A parent who opened a custodial account years ago for a young child suddenly realizes that child is now an adult, and nobody quite explained what happens next. The account has been sitting there, growing, managed entirely by the parent, and now there’s a question of what the actual handoff looks like.
At a glance
Custodial accounts, commonly set up under a Uniform Gifts to Minors Act or Uniform Transfers to Minors Act structure, are legally the property of the child from the moment they’re funded, even though the parent or custodian manages them until the child reaches the age of majority set by their state. When that age is reached, the custodian’s authority generally ends and control transfers to the now-adult child. In most cases this isn’t a literal “transfer” to a new account; it’s a change in who has authority over the existing one.
What actually changes at the transfer point
The account itself typically doesn’t need to be closed and reopened. Instead, the brokerage or financial institution updates its records so the child, now legally an adult, becomes the person with authority to manage it, request withdrawals, and make decisions about what’s held inside. The custodian’s role formally ends, whether or not that happens automatically depends on the institution — some update accounts on their own once notified of the child’s birthdate reaching the relevant age, while others require the custodian or the new adult to initiate the change with documentation like proof of identity and age.
Why the age varies
- State-specific rules. The age of majority for custodial accounts is set at the state level and commonly falls between eighteen and twenty-one, though it varies by state and sometimes by the specific custodial account type.

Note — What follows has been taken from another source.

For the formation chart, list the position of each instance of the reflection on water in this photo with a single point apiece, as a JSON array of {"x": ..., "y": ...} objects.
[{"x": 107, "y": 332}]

- Account-type differences. Accounts opened under one custodial framework versus another can have different default ages, even within the same state, which is why checking the original account paperwork matters.
- No universal rule. Because of this variation, assuming a specific age applies without confirming it against the account’s actual terms is a common source of confusion.
What families typically weigh during the handoff
Some parents use the approaching transfer date as a moment to talk with their child about what the account represents and how investment decisions have been made up to that point, since the young adult may be encountering investment tax forms for the first time as the account’s own filer. Others treat it more mechanically, simply confirming the paperwork with the institution once the date arrives. There’s also the practical matter of whether the now-adult child wants to keep the account’s existing investments as-is or restructure them, which is entirely their decision once control passes to them, since custodial accounts are irrevocable gifts, not funds the parent can reclaim. Some young adults use this transition as a natural moment to also weigh opening their own retirement account for the first time, separate from whatever the custodial account holds.
Because the money legally belongs to the child regardless of who’s been managing it, this transfer isn’t optional or something a parent can delay indefinitely once the age threshold is reached. Institutions generally require the change to be formalized, and some accounts may be flagged or restricted until the paperwork catches up with the child’s legal age.
The bottom line
Turning over a custodial account is less about physically moving money and more about updating who has legal authority over an account that already belonged to the child. The exact age and process depend on the state and the account type, and confirming those specifics with the financial institution ahead of time tends to make the handoff far less confusing when it actually arrives, especially for a college student figuring out investing on their own for the first time.